There is a lot of talk these days about predictive analytics, big data, real-time analytics, dashboards, and active data warehousing. These topics are related in a fairly straightforward way. Further, there are new claims about in-memory database processing that blends these issues into a promise of real-time predictive analytics. Lets tease the topic apart…
Predictive analytics is really composed of two parts: modeling and scoring.
Modeling requires big data to discover which information from the enterprise predicts some interesting event. Big data is both broad and deep: broad because no one knows which data elements will be predictive… “which elements” has to be discovered in the modeling exercise… and deep is required because it takes history to detect a trend.
The model that results represents a rule: if the rule’s conditions are true then we can predict the outcome within some statistical boundaries. For example: “if a payment has not been received within 120 days and the customer’s account balance has dropped over 40% in the last year then there is a 83.469271346% chance that the customer will default on the payment. Note that you can create a rule without predictive modeling and without a statistical boundary… for example: “if payment has not been received within 120 days then the customer will likely default”. We have been creating these heuristic rules since time began… and the point of predictive analytics is to discover rules more accurately than by heuristics. You might say then that a model defines, or predicts with some certainty, an event of interest. The definition may be described as a set of rules.
Scoring requires only the elements discovered by the modeling exercise… and may or may not require big deep data. Big data is required if any of the discovered elements represents a trend. For example, if to predict a stock price there are elements that represent the average price over the last 30 days, 90 days, 180 days, etc.; and that calculate the difference between the 90 day number and the 30 day number to show the trend; then either the data has to be aggregated on-the-fly from the detail… or it must be pre-aggregated. This distinction is important… the result of a modeling exercise may require the creation of some new aggregated data. Note that we are suggesting that a score depicts an interesting event.
Real-time analytics, or more fairly, near-real-time analytics, requires these rules to be checked ASAP after new information is available.
A dashboard can provide one of two features: either the dashboard applies the rules and presents alerts when some rule triggers… or the dashboard may present raw data for evaluation by a human. For example, the speedometer on your car dashboard presents raw data and it is up to you to apply rules based on the input. Note that the speedometer on your car provides a real-time display. Sometimes BI dashboards use real-time displays like a speedometer to display static data. For example, I have seen daily metrics displayed using a speedometer widget… but since the speedometer updates just once a day this is clearly metaphorical.
Active data warehousing implies some sort of rule-based activity. The activity may be triggered in near-real-time or as a batch process.
But in any consideration of real-time processing there is an issue if the rules cross data input boundaries. By this I mean… it is simpler to build a speedometer that reads from one input, the rotation of the axle, than to build a meter that incorporates multiple inputs… for example the meter that displays how many miles/meters you have left before you run out of petrol.

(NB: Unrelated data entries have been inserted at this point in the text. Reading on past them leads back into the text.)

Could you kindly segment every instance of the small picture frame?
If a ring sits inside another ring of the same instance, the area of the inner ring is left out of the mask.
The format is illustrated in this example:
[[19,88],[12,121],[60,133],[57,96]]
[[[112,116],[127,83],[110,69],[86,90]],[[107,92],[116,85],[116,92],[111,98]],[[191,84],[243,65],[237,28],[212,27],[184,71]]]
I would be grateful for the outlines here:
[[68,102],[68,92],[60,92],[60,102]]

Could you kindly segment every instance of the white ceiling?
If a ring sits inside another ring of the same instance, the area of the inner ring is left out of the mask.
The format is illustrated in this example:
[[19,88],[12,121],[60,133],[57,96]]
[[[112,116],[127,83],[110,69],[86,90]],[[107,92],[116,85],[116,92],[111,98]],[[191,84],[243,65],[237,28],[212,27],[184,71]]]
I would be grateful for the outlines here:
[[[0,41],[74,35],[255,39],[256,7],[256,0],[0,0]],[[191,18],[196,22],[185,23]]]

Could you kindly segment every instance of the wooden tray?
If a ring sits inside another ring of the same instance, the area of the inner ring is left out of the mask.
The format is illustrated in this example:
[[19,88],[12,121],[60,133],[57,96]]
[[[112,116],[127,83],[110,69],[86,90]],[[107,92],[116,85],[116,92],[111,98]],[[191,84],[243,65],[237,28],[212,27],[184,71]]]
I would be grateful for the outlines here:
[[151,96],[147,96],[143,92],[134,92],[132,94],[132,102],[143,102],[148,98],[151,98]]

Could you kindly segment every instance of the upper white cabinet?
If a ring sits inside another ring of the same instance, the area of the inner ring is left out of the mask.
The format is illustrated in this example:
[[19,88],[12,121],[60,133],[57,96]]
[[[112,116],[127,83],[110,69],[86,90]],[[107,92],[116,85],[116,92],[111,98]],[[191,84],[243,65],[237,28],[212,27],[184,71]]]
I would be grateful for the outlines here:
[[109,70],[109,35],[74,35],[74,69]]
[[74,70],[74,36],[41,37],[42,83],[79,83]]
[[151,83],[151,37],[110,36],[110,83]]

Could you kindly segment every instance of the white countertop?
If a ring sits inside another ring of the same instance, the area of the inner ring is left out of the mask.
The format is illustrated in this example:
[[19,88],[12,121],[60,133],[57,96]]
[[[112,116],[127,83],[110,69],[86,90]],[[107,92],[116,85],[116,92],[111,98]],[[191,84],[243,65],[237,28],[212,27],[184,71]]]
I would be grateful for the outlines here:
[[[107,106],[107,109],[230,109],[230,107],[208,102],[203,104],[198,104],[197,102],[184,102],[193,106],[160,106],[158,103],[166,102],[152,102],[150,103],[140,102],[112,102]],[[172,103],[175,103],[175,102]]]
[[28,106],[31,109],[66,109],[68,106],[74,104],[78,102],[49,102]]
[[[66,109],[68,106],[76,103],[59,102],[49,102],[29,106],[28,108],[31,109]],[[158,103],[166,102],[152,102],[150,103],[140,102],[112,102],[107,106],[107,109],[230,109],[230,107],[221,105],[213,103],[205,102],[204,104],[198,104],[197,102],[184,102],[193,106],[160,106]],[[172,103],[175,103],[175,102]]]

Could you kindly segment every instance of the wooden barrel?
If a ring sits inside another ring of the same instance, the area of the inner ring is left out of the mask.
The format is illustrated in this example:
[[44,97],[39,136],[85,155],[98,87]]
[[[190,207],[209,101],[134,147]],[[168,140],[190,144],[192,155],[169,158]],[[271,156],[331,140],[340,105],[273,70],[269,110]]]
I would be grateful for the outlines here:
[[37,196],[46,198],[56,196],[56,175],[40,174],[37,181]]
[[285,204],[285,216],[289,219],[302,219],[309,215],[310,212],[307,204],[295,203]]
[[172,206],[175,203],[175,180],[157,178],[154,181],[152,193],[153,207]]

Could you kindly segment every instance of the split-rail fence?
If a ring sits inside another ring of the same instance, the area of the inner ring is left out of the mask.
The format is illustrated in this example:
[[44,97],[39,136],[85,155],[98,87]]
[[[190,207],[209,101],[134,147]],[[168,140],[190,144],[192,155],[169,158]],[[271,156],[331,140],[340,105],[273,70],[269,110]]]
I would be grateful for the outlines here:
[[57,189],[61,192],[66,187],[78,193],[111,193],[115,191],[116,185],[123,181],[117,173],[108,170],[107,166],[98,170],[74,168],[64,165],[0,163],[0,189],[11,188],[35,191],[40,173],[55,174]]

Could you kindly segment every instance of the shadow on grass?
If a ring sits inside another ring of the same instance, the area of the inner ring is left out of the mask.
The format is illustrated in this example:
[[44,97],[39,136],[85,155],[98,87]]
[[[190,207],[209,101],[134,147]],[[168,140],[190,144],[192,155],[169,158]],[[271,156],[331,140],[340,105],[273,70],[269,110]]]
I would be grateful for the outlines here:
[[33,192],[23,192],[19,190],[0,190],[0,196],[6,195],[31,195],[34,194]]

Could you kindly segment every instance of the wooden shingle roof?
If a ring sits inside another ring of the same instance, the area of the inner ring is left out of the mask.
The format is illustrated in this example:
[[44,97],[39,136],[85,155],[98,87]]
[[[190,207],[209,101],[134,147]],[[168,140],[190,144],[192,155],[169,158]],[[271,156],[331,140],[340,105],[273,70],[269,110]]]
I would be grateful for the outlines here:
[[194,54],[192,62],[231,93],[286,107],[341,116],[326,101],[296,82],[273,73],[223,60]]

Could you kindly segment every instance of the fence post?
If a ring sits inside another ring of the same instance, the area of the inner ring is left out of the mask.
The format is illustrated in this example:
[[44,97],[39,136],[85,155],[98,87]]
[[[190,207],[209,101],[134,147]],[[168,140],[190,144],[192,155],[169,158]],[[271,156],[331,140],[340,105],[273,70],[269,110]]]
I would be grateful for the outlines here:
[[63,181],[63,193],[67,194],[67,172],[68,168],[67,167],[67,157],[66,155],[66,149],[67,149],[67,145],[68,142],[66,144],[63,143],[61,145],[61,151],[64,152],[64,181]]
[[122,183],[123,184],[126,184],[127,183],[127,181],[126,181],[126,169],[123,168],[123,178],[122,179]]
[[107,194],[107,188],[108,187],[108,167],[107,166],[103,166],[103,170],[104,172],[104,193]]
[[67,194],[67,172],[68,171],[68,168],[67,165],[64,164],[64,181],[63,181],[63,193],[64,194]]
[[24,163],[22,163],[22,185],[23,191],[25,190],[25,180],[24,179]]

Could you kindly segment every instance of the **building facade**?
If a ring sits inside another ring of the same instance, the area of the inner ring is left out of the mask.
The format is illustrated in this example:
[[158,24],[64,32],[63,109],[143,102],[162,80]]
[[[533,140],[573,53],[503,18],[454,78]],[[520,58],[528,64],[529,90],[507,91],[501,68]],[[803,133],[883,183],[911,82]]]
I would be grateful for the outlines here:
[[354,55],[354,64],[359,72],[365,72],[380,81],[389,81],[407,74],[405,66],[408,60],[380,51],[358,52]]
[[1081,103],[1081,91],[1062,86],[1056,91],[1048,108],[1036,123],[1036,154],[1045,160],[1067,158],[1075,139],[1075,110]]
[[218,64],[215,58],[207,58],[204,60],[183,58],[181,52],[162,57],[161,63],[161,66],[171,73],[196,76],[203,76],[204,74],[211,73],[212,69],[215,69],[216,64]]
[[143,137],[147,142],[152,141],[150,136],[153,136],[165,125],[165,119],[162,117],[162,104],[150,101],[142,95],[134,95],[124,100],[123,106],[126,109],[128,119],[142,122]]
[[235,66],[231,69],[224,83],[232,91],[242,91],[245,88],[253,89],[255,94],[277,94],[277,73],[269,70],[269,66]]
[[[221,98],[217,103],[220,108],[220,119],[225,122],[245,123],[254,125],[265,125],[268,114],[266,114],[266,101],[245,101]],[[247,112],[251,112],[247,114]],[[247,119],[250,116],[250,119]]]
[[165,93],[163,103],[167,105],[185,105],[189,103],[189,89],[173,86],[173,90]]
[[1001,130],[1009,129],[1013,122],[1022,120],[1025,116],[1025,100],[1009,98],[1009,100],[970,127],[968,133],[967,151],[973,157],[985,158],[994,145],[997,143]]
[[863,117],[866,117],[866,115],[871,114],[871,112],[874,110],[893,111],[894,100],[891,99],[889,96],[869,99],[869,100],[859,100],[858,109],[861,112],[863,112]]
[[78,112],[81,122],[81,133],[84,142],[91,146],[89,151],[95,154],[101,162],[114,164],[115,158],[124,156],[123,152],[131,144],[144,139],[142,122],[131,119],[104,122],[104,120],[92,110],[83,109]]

But to provide this in real-time your car has real-time access to two inputs… and an embedded processor is required to integrate the data and derive the data display. Near-real-time displays of data warehouse data have the same constraints… if the display requires data from more than one source that data has to be acquired and integrated and calculated/scored in near-real-time. This is a daunting problem if the sources cross application system boundaries.
In the book “In-memory Data Management” Plattner and Zeier promise near-real-time analytics from an in-memory DBMS, HANA. But there is no discussion of how this really works for a data warehouse across source systems based on integrated data. Near-real-time predictive modeling requires broad data that will cross these systems boundaries. It may be possible to develop a system with near-real-time data acquisition and integration can occur… and rules may be applied immediately to identify interesting events. But this sort of data acquisition is very advanced… and an in-memory database does not inherently solve the problem… every application in the enterprise will not be in the same memory space.
I do not see it. SAP may live in a single memory space… and maybe every possible application of that data can live there as well. But as long as there is relevant data outside of the space data integration is required and the argument for real-time weakens.